Он сжал зубами нож несчастного мужа тети Лизы и пошел вприсядку…

В четверг мы получили за мой летний костюм дивные ласты для подводного купания, а за выходную нейлоновую сорочку — абсолютно небьющийся пинг-понговый шарик. Все вместе это должно было пойти в обмен на умопомрачительный дамский гарнитур из горностая пополам с выхухолью, за который молодая супруга профессора К. готова была хоть сейчас отдать зимнюю дачу…

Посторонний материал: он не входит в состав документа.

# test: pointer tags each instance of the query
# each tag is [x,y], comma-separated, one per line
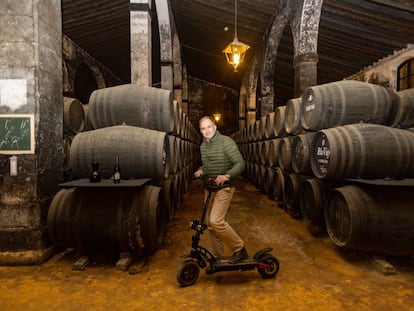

Я стоял посреди комнаты голый, как Иов, в набедренной повязке из простого полотенца, единственного, что осталось у меня из одежды (махровое пошло на праздничную юбку супруги). Мутный рассвет вставал над городом. Жена спала, губы ее шевелились. Я прислушался.

— Соломинка для молочных коктейлей плюс горшок с геранью минус зубочистка — в итоге задачник Шапошникова и Вальцева…

Я открыл шкаф. На дне одиноко лежал галстук с цифрами. Я взял его и посмотрел на голый электрический шнур, свисавший с потолка… «На что же пошел абажур? — подумал я. — Ах, да, на клетку для канарейки, которая умерла, так как супруга из экономии кормила ее витамином В1..»

Дворники приступили к работе, и скрип скребков вползал в открытую форточку.

— Милый, это ты так хрустишь? — зевнула жена.